Each Joy-Con includes accelerometer and gyro sensors, making independent two-handed motion control possible.
Thankfully, Nintendo has learnt from the success of the Wii, and the relative poor market performance of the Wii-U, and hinted at the importance of motion controls for the Switch. Each Joy-Con will include accelerometer and gyro sensors, which can track independent two-handed motion—perfect for Nintendo’s new virtual boxing game, aptly named Arms.
With Microsoft abandoning the Kinect sensor, and virtual reality sets not getting the attention they deserve, probably because of the price, I’m pleased to see that Nintendo are, once again, leading the way in motion control gaming. After all, it’s what made playing the Wii so fun. However, Nintendo is being careful not to retrofit Joy-Con motion controls onto every single franchise, as evidenced by the reveal of Splatoon 2, coming “this summer” to the Switch. That game will support traditional controls, along with system-tilting gyro options, just like on the Wii U.
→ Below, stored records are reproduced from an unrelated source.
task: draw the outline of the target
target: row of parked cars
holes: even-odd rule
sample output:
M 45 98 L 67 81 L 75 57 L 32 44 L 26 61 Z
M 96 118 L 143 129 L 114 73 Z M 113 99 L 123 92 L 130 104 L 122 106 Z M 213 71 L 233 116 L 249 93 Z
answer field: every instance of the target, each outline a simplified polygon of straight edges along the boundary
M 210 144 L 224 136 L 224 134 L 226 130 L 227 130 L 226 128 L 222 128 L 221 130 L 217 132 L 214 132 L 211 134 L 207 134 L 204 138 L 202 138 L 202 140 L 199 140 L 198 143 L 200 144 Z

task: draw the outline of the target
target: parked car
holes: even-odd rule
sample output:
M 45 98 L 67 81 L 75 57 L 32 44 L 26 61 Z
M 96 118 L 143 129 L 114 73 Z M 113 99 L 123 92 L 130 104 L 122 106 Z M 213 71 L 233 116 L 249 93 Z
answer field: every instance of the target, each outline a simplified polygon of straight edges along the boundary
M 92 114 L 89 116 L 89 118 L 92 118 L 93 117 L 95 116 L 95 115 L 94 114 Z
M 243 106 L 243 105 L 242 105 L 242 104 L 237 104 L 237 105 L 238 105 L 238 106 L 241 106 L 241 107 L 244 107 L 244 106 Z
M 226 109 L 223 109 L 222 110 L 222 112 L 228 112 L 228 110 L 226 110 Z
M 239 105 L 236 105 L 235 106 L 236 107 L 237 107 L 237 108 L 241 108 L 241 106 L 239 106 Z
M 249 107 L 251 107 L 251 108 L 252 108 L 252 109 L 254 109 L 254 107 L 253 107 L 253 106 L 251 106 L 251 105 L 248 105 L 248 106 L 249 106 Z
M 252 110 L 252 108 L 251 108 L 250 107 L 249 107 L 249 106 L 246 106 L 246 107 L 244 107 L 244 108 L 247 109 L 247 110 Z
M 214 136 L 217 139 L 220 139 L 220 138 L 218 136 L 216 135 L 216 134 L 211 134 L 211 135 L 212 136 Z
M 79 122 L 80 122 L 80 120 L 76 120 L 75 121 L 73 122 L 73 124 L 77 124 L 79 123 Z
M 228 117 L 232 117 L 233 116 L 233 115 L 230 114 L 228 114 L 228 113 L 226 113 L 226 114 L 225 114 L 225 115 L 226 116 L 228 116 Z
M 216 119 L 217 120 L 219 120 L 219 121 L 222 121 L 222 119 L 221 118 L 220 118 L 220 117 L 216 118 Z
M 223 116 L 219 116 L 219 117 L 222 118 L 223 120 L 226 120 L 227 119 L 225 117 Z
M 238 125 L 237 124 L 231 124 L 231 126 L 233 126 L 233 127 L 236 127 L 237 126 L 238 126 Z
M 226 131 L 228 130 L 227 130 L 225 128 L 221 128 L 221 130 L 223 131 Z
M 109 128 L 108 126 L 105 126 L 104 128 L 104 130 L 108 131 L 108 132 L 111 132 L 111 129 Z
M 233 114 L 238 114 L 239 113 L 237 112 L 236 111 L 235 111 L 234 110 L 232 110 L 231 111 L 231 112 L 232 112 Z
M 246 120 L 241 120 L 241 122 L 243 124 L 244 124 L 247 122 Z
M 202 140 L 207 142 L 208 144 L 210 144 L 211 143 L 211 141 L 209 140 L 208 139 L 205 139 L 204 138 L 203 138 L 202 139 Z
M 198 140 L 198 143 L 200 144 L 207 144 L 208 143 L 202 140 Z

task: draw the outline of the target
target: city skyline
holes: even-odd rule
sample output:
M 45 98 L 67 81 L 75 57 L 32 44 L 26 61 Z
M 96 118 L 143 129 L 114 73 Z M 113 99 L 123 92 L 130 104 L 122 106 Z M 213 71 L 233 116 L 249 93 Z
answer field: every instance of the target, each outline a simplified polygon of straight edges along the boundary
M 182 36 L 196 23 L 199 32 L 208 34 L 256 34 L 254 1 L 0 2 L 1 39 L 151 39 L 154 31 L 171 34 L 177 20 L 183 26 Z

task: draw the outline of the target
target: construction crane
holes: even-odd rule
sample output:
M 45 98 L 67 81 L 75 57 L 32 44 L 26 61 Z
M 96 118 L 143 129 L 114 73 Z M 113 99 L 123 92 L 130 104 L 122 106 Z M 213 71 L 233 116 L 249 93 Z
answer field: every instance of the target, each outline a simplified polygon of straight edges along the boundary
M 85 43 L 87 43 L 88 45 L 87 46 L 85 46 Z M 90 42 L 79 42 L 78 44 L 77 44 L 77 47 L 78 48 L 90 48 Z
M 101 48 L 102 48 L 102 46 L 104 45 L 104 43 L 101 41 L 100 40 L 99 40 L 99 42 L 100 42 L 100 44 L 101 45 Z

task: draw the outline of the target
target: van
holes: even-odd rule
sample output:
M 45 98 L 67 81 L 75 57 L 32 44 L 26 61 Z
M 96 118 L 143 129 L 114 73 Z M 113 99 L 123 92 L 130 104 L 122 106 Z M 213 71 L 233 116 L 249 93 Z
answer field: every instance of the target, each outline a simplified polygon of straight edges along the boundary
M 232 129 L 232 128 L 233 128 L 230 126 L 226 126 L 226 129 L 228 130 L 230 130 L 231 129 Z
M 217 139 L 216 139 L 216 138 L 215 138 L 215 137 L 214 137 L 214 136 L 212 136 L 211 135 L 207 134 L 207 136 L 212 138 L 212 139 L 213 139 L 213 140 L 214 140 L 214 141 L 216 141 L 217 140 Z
The Joy-Cons will also feature an NFC sensor. So, players won’t have to depend on the Switch console itself to read Nintendo amiibo data. The controller’s ‘HD rumble’ feature sounds particularly interesting and offers more distinct sensations of rumble at particular points inside of the controller. To demonstrate this, Nintendo showed a player holding a Joy-Con and acting like he was shaking a glass with an ice cube inside—and explained that players would feel both the harder rumbling sensation of a cube and the more subtle swishing sensation of water around it.
The most intriguing surprise inside the Joy-Con controller is a depth-sensing infrared camera, similar to the original Kinect, which Nintendo’s designers say can detect simple hand gestures, such as a thumbs up, or rock, paper, scissors. The tracker will also be able to detect exactly how far an object is from the controller. Nintendo also says that these will be able to record full video “in the future”. Presumably—if given an IR light source, like the Wii’s IR bar—the tracker can also be used for point and shoot control.
As we’ve come to expect from Nintendo, Joy-Cons will ship in various colours. Nintendo demonstrated a pair of Joy-Cons attached to a single Switch console with different colours on each (red and blue), perhaps hinting at the idea of customisation. All of that fancy technology won’t come cheap, though, especially here in the UK: EuroGamer reports that they cost £75 for a pair!